Obviously, what the language models would generate back in 2016-2020 did not make sense, so our theatre company's ethos was to make your stage partner look good, even when it is a robot! Then as language models became more powerful, we gave AI a new role, which was to be creatively useful for the improv actors. In other words, the new challenge became for the AI to try to make its stage partners (us) look good on the stage, and to allow us, despite its many limitations, to perform grounded, emotional theatrical improvisation.

What would you like audiences to take away from the show?

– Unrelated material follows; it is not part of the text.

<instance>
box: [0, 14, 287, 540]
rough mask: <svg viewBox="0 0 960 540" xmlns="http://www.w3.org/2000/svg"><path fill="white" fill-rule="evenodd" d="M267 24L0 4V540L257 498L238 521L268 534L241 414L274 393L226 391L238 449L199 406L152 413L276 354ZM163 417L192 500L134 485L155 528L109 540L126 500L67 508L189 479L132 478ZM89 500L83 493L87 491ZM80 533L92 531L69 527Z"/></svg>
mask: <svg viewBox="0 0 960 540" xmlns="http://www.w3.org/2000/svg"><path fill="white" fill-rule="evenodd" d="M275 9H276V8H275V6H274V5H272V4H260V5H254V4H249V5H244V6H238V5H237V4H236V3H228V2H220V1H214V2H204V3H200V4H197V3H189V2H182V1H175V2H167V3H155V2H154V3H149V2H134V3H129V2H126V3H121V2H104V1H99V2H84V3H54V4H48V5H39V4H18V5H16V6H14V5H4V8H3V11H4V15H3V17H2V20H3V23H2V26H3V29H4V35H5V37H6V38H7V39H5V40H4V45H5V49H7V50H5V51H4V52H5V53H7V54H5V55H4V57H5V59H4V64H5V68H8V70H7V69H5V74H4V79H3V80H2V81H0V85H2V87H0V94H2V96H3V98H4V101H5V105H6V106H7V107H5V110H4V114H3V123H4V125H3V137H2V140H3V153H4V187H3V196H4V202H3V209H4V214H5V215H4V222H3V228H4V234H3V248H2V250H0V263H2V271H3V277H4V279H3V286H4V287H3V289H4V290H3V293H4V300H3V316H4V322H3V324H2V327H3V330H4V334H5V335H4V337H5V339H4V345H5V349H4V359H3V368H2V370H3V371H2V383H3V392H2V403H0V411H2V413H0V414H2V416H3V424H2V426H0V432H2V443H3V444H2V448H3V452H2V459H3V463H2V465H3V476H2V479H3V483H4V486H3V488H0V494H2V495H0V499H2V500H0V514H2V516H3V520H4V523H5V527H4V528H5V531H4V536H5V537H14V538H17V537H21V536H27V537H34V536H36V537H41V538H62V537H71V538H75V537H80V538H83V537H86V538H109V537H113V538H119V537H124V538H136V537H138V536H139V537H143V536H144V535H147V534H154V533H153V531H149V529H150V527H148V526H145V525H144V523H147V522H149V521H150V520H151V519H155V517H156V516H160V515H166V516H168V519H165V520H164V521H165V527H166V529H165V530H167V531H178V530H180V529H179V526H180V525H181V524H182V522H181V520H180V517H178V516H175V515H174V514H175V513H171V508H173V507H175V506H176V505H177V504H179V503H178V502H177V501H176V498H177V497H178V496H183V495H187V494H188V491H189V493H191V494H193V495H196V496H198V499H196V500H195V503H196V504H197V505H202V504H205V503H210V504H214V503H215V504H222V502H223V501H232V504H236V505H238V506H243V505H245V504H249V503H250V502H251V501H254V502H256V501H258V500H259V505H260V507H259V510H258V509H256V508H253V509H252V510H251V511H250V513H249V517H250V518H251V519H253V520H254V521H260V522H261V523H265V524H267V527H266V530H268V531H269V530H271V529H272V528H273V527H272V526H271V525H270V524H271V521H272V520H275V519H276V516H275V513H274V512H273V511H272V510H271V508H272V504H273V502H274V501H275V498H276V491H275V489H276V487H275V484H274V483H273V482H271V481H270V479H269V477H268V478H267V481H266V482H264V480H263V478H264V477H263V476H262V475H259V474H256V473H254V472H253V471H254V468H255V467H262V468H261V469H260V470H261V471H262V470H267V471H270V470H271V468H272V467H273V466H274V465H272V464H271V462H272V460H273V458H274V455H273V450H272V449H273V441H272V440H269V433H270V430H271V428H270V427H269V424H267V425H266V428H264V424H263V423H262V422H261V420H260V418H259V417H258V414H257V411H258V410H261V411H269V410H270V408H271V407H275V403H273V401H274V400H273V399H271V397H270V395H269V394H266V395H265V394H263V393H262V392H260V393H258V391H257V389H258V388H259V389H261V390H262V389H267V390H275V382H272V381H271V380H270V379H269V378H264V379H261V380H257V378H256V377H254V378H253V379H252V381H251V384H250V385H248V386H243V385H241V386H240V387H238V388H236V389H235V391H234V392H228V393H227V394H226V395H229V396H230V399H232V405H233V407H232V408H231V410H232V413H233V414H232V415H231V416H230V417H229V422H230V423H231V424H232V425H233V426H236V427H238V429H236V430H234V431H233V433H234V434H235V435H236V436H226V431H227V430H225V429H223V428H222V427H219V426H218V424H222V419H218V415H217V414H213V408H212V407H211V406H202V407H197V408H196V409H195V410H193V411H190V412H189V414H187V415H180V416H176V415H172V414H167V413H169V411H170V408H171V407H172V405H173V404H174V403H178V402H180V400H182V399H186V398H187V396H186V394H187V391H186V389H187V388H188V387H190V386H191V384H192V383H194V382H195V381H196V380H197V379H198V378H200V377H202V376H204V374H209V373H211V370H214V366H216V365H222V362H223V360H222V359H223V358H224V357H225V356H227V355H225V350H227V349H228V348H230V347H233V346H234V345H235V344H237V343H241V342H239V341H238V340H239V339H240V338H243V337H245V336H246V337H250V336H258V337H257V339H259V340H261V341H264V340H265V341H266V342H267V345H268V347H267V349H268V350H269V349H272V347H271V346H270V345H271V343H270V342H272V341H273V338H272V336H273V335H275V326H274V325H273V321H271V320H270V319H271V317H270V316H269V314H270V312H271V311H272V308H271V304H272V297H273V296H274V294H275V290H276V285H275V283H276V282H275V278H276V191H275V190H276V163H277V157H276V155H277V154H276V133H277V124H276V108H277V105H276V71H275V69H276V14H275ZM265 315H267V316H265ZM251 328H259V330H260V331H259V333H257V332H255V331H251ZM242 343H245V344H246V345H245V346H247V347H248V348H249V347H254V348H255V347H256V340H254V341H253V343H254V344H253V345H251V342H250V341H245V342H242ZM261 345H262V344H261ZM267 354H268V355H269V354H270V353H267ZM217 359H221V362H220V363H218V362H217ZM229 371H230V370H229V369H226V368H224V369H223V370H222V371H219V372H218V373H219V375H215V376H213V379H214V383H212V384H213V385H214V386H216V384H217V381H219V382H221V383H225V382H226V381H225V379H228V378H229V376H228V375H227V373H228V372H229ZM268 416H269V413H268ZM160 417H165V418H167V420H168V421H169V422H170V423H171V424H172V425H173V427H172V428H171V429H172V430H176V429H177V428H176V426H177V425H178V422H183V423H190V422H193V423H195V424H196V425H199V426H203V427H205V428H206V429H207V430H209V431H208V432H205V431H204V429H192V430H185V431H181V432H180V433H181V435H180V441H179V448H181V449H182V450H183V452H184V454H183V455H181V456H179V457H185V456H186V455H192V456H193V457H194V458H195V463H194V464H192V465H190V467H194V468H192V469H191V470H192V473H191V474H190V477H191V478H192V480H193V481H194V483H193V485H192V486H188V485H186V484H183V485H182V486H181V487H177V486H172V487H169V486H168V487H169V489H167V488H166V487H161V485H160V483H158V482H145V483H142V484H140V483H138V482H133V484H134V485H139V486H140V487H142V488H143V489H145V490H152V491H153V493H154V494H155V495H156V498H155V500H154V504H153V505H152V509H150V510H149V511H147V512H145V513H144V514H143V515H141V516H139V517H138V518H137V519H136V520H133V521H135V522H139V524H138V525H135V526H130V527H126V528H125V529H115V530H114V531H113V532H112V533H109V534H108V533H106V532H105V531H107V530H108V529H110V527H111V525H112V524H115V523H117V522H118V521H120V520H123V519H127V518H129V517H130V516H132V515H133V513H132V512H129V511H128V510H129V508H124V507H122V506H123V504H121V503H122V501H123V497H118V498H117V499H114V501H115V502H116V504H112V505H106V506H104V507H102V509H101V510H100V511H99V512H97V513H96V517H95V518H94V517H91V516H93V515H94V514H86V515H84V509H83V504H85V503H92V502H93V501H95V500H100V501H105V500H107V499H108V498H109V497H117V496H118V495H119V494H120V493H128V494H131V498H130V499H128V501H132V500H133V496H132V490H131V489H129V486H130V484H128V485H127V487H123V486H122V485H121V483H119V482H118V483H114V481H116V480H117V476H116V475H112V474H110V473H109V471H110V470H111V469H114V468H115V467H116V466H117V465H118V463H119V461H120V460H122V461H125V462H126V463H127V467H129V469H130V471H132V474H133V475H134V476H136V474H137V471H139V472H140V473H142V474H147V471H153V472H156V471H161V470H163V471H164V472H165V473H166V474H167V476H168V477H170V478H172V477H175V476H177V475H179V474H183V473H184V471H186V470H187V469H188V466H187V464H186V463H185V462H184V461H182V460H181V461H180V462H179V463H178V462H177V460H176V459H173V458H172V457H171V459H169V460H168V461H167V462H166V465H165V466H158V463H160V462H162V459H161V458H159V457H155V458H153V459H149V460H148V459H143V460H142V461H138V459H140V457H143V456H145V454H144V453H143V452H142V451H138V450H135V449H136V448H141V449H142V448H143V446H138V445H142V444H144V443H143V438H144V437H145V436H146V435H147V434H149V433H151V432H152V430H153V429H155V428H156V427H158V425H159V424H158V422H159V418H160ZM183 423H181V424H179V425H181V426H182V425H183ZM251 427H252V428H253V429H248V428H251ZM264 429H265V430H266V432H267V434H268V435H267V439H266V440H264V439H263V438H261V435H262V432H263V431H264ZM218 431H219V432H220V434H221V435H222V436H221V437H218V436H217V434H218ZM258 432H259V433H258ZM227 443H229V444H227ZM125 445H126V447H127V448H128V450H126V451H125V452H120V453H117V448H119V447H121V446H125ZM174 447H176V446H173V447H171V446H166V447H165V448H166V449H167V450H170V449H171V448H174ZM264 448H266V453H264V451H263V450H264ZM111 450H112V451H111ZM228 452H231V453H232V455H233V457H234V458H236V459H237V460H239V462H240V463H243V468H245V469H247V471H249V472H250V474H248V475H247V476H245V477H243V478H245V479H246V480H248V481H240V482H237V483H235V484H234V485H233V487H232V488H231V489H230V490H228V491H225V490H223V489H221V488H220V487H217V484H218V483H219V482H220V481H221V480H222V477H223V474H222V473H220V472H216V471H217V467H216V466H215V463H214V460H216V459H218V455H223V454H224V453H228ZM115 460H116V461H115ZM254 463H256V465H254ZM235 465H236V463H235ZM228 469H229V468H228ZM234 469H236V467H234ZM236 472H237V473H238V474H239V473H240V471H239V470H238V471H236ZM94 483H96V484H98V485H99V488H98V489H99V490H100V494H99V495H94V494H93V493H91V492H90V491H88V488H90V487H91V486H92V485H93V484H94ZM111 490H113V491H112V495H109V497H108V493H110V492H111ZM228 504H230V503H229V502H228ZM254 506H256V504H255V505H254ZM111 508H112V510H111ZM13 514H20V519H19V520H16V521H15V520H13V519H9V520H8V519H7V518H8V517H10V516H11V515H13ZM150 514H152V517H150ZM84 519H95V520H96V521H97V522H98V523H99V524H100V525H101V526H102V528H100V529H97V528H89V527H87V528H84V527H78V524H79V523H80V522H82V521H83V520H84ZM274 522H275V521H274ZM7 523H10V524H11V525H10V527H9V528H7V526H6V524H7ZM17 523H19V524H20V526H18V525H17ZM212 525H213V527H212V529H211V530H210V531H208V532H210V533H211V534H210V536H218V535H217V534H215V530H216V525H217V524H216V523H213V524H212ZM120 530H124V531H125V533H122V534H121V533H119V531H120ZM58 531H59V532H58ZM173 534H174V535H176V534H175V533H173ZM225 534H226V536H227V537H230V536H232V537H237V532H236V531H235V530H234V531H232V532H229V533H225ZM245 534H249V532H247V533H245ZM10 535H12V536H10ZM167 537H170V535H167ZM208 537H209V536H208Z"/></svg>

We hope the audiences take away a "maker" mindset that is common to both improvisation and to tinkering with robots and technology. On the one hand, talented improvisers are telling a story and play around challenges thrown by an AI system (and amplified by audience choices). On the other hand, the show also features very real and very fragile technology, deployed in the extreme conditions of a Fringe venue, with me fixing any tech issues live. If standard improv is like building a plane in mid-flight, our show adds having to wrangle a mischievous autopilot. The best compliments we received were from audience members who told us they were inspired to dare and try something new.

In a broader sense, I would love for the audiences to consider AI as one of the possible tools for theatre making, and to acknowledge how much agency they can have when they use it. Our show involves AI in a live theatre performance that centers the human actors, disproving the fallacy that "creative labour can be automated" and that AI can in any way replace artists. Like every Edinburgh punter knows, we are here to experience the art made by vulnerable human beings, and to connect to their lived human experience, which simply cannot be automated, no matter how advanced AI technology will become.